Standard Vim file-write semantics still apply To overwrite the old session it’s :mksession! and :mksession session-from-after-lunch.vim It is this latter usage which allows you to create ’topic based sessions.'

Topic-Based Vim Sessions

The average Vim session is very small (kilobytes) and they can be made cheaply (less than a second) therefore, as I work on problems I’ve taken to creating multiple Vim sessions so that I can address a feature and come back to it painlessly.
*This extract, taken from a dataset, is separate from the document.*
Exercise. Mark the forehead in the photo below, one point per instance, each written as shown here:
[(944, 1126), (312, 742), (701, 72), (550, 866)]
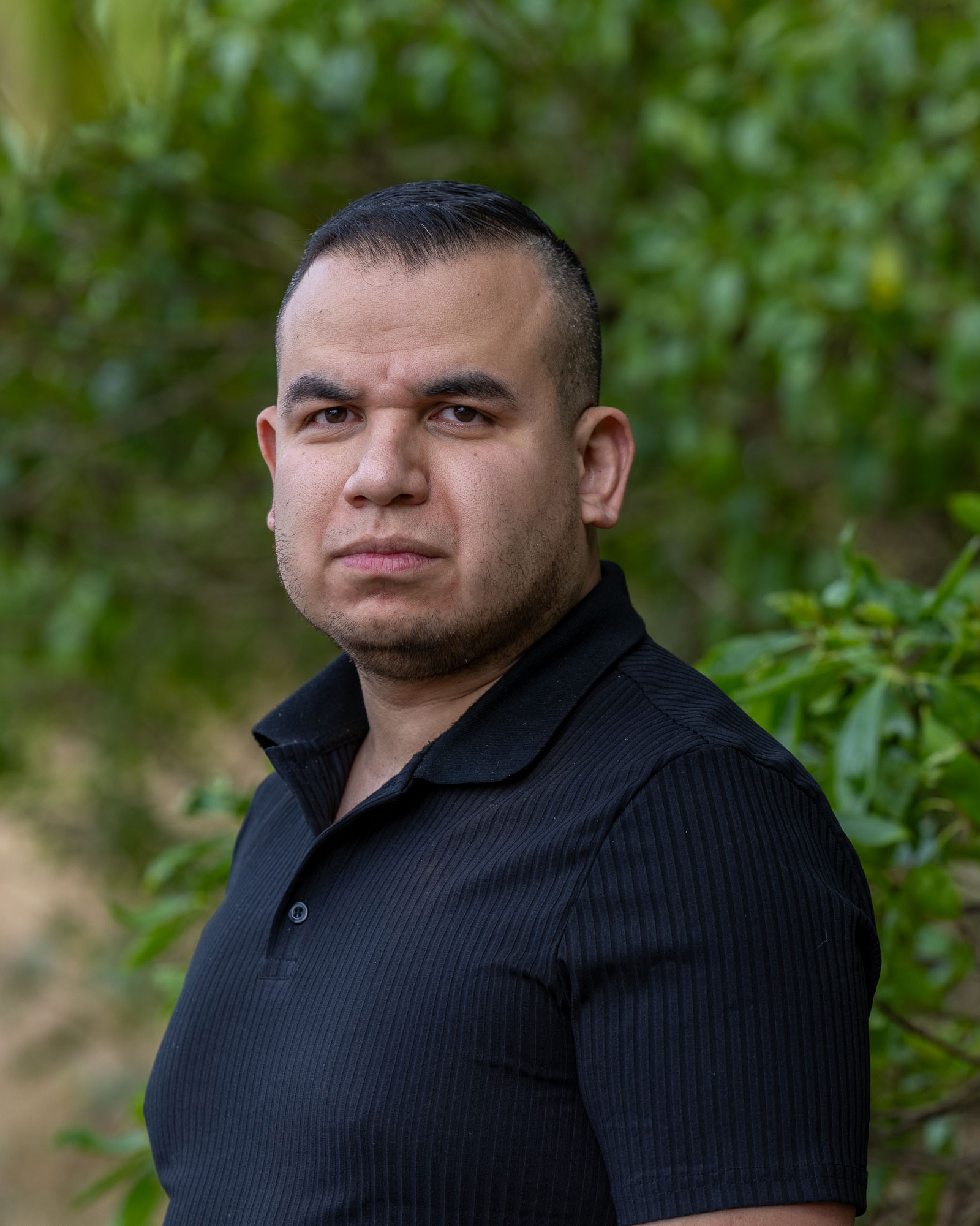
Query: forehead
[(491, 309)]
Presently I’m experimenting on creating sessions based on bug-tracker stories. The session files (ending in .vim) are included in my global .gitignore file. Given that a certain feature may be revisited at any point, it seems a good idea to keep each in its own session so that I can pick it back up again for subsequent bugs / improvements. AND should a refactor add a new file or drop one, all that’s required is a simple mkession! to write a new session.

Gotchas

By default mksession saves blank, buffers, curdir, folds, help, options, tabpages, winsize. Depending on how heavily customized your Vim configuration is, you may find these session commands clashing with your default options. For a heavily customized Vim installation (like Janus Vim) this can create some erratic results. To prevent any clashes, I have modified the default sessionoptions configuration in my .vimrc to be the following:

" Sessions in Janus are overwrought
set sessionoptions=blank,buffers,curdir,folds,help,tabpages,winsize

Reference

As sessionoptions seems to suggest, there are a wide variety of things that can be preserved. :help sessionoptions and :help mksession in the on-line Vim help guide should help you tweak your configuration to perfection.

I can even seen an argument for adding a :mksession! as an autocommand, so that your session is written on every file-write or buffer-change event. I don’t (yet) see a need for that, but it’s great to know that Vim has that capability.